AV Quick Takes: Are Retro Amps The Next Big Thing?
It seems the retro-inspired loudspeaker is here to stay. McIntosh recently unveiled its ML1 MkII loudspeaker, a call-back to the brand’s first ever speaker from 1970. And Musical Fidelity has now launched two pairs of retro speakers — one is MF’s version of the ever-popular LS3/5A, and the other is a larger LS5/9.
Musical Fidelity LS3-5A
But what about vintage-inspired electronics? Surely, if so many audio enthusiasts are embracing the retro loudspeaker, then retro amps have to be the next big thing. NAD has the great-looking C 3050 Integrated, but it’s only retro on the outside. Underneath its beautiful 1970s facade, it’s completely modern. If you want something truly old-school, Musical Fidelity’s resurrected A1 integrated amp might be right up your street.
Musical Fidelity A1
With new owner Heinz Lichtenegger at the helm (he’s also the head honcho of Pro-Ject), Musical Fidelity is relaunching its first-ever integrated amp, the A1. Released in 1984, the A1 sold over 200,000 units before finally being discontinued in the early 1990s. The A1 was a hot-running amp, strongly biased into class A. It was designed by Tim de Paravicini to dish out 20 watts of warm, smooth power. Although not exactly identical, the new 2023 version of the A1 looks awfully similar to the original, and inside, it’s still strongly biased into class A. Now offering up a modest increase in power, the 28-watt A1 won’t be an ideal match for every speaker out there, but it’s interesting to see a reasonably priced, mostly-Class-A integrated being introduced during a time when Class D is king. And while it will still probably run on the warm side compared to a modern amp, the slightly larger chassis used on the new A1 now comes with vents — these were missing on the 1984 version — so it should dissipate heat more effectively. The ridged casework still works as one big heatsink, as it did on the original. Unveiled at the 2023 High End Show in Munich, the Musical Fidelity A1 has been reborn with a higher price than the £200 original, with a European retail price of €1599 (USA price is $1,699). It remains to be seen how much of the original A1’s smooth sound is carried over in this new version, but it looks like it’s about as far from a modern day Class D amp as you can get without using tubes. Unlike the original version, the new A1 comes with a remote control, though it only controls volume. As of time of writing, the A1 had not been added to Musical Fidelity’s website.
Naim NAIT 50
Founded by Julian Vereker in 1973, Naim is celebrating its 50th anniversary this year. In recognition of this milestone, the company has unveiled a “remaster” of the original NAIT amplifier, first released in 1983. The new NAIT 50 is a limited-edition product, with only 1,973 units to be handcrafted in the company’s Salisbury workshop in the UK. Underneath the undeniably cool-looking external design, the NAIT 50 isn’t pure retro. The company says it uses “technically improved circuits” that take advantage of 40 years worth of advancements in engineering since the launch of the first NAIT.

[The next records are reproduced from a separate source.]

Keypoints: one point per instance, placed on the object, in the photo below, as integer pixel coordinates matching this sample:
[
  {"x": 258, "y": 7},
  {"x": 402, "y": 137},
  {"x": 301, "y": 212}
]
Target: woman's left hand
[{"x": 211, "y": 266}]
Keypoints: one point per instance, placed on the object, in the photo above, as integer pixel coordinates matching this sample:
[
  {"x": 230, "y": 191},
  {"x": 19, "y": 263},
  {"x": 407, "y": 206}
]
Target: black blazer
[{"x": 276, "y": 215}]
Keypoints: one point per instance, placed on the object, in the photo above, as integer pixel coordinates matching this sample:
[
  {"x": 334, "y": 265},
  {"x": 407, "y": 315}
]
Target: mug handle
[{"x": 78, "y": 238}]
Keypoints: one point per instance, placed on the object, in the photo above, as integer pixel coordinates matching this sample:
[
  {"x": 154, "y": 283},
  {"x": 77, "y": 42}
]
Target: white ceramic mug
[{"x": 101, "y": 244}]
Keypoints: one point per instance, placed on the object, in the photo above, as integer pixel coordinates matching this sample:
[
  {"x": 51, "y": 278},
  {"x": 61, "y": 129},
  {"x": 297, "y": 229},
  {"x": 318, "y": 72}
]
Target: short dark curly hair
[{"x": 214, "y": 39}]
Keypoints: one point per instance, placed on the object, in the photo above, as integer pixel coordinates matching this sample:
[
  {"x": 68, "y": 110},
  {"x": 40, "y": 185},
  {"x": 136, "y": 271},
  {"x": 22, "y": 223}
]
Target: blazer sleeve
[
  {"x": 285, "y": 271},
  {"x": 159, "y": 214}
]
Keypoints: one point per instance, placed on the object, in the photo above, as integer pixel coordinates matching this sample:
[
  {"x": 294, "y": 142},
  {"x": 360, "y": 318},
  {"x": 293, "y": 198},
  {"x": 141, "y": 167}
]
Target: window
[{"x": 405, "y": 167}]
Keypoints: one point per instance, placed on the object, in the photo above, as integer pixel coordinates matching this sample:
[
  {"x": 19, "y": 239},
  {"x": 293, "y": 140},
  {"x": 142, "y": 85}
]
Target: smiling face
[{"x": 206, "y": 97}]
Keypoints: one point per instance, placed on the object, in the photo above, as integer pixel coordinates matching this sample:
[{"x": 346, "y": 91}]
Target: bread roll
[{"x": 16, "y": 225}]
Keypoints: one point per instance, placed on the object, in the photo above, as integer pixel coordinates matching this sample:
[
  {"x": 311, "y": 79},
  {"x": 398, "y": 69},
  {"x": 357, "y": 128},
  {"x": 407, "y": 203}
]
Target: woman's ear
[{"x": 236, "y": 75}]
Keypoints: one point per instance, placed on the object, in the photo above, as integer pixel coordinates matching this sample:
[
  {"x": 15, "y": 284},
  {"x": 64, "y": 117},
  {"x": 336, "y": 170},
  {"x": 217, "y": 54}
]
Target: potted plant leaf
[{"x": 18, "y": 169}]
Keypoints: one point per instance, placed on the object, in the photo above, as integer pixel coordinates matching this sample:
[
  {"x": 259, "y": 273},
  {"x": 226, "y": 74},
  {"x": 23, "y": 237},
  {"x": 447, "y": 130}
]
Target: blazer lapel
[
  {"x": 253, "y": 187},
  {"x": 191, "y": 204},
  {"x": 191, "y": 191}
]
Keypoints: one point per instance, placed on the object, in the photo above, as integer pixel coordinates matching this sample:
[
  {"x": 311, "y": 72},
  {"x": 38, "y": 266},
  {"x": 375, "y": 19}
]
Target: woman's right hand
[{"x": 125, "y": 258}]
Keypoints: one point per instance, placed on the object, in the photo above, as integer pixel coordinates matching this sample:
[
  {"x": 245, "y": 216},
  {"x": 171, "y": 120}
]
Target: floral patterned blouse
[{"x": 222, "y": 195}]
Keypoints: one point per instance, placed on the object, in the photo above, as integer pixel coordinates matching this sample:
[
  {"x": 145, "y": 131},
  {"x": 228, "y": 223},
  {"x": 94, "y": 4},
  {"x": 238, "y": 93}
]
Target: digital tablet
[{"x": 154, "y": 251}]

The compact amp measures just 3.4 inches tall by 8.15 inches wide by 12 inches deep, and puts out 25 watts into 8 ohms. That number increases to 40 watts into a 4-ohm load, and 60 watts in to 2 ohms. While these power figures are not going to knock anyone’s socks off, Naim says that the NAIT 50 can be used with all types of loudspeakers, and that it will deliver “the most exacting dynamics with all the confidence and authority we have come to expect from a Naim integrated amplifier.” In keeping with the 1980s vibe, it’s an all analog amplifier, though it does add a headphone output not found in the original. As an ‘80s kid myself, I love the look of the NAIT 50, which “presents a meticulous aesthetic” and is “designed to be both contemporary and timeless,” according to Naim. The limited-edition NAIT 50 sells for $3,599 and is available now.